The problem is entirely political. In 2016 officials in Massachusetts and New Hampshire blocked financing for the $3 billion Access Northeast Pipeline, which would have reliably provided fuel to three New England states. That same year a report from Massachusetts Attorney General Maura Healey’s office claimed the state could “maintain electric reliability” without new infrastructure. The Russian gas heating Boston homes this winter suggests otherwise.
Politicians are opposing pipeline projects to curry favor with increasingly radical environmentalists. The activist group 350.org is organizing online campaigns to oppose every new coal, oil, and natural-gas project. Greenpeace claims it is time to leave fossil fuels “where they belong: in the ground.” The Sierra Club is pushing the U.S. to abandon all fossil fuels, claiming the country is ready for 100% renewable energy.
These ideas might sound nice, but they would hurt America’s most vulnerable citizens. Blocking natural-gas pipelines needlessly inflates consumers’ energy bills and destabilizes the electrical grid.

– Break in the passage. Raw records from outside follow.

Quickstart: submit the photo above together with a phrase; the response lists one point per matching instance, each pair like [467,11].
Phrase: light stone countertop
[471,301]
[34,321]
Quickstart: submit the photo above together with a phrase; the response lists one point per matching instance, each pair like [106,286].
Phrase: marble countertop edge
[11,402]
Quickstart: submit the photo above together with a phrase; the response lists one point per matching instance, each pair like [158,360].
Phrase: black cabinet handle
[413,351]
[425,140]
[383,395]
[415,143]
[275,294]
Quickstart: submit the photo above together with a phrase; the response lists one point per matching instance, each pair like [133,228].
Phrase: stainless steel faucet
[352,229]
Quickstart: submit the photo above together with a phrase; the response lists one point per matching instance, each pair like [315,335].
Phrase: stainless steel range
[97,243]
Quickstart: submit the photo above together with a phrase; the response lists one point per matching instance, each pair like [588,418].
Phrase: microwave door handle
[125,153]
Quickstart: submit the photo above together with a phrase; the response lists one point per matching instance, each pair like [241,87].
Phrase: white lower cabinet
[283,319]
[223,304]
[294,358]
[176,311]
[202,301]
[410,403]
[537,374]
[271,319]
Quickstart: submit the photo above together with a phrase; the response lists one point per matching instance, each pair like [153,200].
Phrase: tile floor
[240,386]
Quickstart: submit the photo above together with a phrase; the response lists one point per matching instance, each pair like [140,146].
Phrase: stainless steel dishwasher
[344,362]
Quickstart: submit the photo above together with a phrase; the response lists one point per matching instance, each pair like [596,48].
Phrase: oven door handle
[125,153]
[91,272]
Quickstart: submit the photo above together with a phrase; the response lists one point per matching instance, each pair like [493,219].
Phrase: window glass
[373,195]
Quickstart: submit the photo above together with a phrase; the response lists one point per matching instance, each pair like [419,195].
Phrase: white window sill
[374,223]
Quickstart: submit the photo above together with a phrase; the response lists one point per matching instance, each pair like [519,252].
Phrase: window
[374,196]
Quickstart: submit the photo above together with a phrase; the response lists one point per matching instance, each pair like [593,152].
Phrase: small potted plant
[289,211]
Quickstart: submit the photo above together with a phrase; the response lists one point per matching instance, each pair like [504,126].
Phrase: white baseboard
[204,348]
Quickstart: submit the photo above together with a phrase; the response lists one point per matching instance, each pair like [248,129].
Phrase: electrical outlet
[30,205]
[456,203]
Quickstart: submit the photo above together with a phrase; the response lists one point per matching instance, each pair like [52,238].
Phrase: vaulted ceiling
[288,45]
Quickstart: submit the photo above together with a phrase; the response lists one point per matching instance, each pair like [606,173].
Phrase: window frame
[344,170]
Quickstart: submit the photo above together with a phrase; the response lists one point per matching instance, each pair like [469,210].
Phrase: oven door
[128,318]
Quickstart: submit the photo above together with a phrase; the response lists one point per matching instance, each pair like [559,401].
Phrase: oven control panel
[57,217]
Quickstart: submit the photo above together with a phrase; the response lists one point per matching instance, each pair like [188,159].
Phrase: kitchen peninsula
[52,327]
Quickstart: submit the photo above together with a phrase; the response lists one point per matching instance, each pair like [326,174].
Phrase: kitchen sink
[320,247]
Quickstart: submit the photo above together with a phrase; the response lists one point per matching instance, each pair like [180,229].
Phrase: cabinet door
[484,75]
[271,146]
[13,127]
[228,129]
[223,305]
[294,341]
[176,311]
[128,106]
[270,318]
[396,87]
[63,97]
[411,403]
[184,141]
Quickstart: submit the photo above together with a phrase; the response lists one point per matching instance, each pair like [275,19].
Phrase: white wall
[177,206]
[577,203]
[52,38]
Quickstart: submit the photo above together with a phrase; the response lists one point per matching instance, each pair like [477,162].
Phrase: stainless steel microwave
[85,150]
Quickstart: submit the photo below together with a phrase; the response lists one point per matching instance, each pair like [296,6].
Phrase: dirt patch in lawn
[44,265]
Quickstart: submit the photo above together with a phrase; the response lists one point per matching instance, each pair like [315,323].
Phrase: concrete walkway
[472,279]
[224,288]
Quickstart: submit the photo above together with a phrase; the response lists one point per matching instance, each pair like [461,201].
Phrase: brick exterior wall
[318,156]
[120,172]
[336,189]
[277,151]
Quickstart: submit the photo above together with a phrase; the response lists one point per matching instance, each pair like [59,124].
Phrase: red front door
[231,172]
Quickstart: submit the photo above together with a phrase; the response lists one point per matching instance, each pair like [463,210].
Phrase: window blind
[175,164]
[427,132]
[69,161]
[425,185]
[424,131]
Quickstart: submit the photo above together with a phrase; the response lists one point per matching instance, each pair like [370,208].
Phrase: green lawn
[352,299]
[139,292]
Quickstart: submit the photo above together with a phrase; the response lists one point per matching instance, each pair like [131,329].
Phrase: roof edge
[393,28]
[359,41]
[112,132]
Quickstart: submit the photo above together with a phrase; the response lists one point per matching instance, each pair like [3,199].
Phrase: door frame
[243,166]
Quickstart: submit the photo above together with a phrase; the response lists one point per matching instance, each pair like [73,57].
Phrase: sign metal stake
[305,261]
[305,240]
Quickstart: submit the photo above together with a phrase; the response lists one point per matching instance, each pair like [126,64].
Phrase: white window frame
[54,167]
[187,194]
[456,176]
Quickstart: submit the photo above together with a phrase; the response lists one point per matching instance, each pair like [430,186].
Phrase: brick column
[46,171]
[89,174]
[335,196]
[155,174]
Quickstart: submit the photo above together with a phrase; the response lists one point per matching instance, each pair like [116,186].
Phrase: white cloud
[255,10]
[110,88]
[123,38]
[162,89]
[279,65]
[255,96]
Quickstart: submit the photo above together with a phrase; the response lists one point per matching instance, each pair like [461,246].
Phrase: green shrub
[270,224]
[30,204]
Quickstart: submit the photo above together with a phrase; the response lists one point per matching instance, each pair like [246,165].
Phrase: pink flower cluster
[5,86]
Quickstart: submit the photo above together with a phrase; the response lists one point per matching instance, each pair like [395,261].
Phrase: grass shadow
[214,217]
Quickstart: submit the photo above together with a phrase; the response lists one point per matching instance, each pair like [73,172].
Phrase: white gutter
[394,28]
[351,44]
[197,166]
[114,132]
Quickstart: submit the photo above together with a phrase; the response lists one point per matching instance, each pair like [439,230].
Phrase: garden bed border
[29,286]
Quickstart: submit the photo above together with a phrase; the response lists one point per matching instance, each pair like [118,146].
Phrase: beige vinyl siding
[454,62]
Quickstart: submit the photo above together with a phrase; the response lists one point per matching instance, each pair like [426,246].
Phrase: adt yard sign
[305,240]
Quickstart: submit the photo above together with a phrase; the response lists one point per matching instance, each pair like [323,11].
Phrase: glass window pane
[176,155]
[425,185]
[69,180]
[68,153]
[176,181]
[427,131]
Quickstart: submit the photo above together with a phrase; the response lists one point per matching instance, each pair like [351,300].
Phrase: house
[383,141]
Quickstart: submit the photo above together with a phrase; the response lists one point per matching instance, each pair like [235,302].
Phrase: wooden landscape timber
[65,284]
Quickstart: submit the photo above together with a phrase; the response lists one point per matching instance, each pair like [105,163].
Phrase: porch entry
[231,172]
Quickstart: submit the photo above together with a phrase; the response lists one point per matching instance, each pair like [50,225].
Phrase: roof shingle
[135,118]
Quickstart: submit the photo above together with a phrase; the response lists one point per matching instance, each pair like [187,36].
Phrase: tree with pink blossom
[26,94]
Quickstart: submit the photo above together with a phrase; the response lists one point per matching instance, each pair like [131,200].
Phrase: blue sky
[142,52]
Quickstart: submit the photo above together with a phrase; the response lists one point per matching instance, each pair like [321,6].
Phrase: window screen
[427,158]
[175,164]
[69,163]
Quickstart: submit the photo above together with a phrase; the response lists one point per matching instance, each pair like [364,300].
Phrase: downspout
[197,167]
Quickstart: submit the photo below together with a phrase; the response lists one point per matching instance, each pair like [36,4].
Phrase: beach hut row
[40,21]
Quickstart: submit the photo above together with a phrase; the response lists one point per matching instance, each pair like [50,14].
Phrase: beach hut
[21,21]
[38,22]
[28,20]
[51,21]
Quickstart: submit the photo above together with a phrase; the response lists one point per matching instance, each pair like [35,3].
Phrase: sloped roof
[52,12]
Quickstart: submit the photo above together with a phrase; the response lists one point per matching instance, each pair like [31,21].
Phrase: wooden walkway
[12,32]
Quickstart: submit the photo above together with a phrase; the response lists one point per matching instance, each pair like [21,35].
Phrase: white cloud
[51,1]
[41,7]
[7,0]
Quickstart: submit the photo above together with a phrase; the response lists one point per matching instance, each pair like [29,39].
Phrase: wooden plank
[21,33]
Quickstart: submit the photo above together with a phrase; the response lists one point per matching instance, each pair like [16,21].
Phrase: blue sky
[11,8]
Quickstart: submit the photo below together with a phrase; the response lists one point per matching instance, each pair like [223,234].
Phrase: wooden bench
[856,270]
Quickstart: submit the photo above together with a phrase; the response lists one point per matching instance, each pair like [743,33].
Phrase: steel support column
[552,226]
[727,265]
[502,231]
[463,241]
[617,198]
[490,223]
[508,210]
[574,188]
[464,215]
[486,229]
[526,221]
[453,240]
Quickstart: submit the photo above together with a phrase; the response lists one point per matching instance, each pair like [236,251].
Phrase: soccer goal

Natural gas and coal are responsible for about 64% of America’s electrical power. Only 15% comes from renewables. Because of its relatively low price, natural gas is the primary energy source for half of American homes. Since 2006, when the fracking revolution began, natural-gas prices have dropped 27% for residential consumers.
Forcing utilities to rely on far more expensive renewables would mean skyrocketing bills. Families with low incomes would be forced to choose between keeping the lights on and putting food on the table.
A 100% renewable future would likely be technologically impossible. A 2017 analysis in the journal Renewable and Sustainable Energy Reviews concluded: “In all individual cases and across the aggregated evidence, the case for feasibility is inadequate.”
The ultimate irony is that natural-gas pipelines help the environment. With more pipelines, power plants could switch from coal to natural gas, which emits up to 60% less CO2.
Many have already switched, which explains why carbon emissions from power plants have dropped by 25% since 2005, according to the U.S. Energy Information Administration. Emissions of methane, a greenhouse gas that traps 30 times as much heat in the atmosphere as carbon dioxide does, have fallen 16% since 1990. Natural-gas production has doubled in that period.